Single-action example (POST /api/v1/tasks)

schedule must satisfy validation for execution_type: scheduled in your environment. If you only need a one-off run, use execution_type: single and omit schedule.
curl -sS -X POST "$TITAN_API_URL/api/v1/tasks" \
  -H "Authorization: Bearer $TITAN_TOKEN" \
  -H "Content-Type: application/json" \
  -d '{
    "name": "PDP price monitor",
    "objective": "Extract price, currency, and availability for each PDP URL",
    "execution_type": "scheduled",
    "urls": [
      "https://shop.example.com/p/100",
      "https://shop.example.com/p/200"
    ],
    "action_type": "scrape",
    "input_source": "static_urls",
    "template_slug": "commerce-pdp",
    "output_schema": {
      "type": "object",
      "properties": {
        "price": { "type": "number" },
        "currency": { "type": "string" },
        "in_stock": { "type": "boolean" }
      },
      "required": ["price", "currency", "in_stock"]
    },
    "schedule": {
      "cron": "15 */6 * * *",
      "timezone": "UTC"
    }
  }'

Consume output from a prior step

When input_source is previous_step, the scrape step belongs inside an execution_plan; the previous step must emit URLs your scrape template understands.
{
  "step_id": "extract_pdps",
  "action_type": "scrape",
  "input_source": "previous_step",
  "template_slug": "commerce-pdp",
  "output_schema": {
    "type": "object",
    "properties": {
      "price": { "type": "number" }
    }
  }
}

Run with execution-time secrets

Do not send secret_payload on create.

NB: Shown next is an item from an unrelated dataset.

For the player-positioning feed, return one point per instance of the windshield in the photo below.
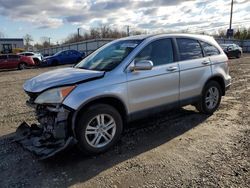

Pass sensitive material when you trigger the run:
curl -sS -X POST "$TITAN_API_URL/api/v1/tasks/$TASK_ID/run" \
  -H "Authorization: Bearer $TITAN_TOKEN" \
  -H "Content-Type: application/json" \
  -d '{
    "secret_payload": {
      "vendor_session": "read-from-vault-at-runtime"
    }
  }'

Fetch results (after execution completes)

curl -sS "$TITAN_API_URL/api/v1/executions/$EXECUTION_ID/results" \
  -H "Authorization: Bearer $TITAN_TOKEN"
Use the OpenAPI Task Service pages for export and media download options.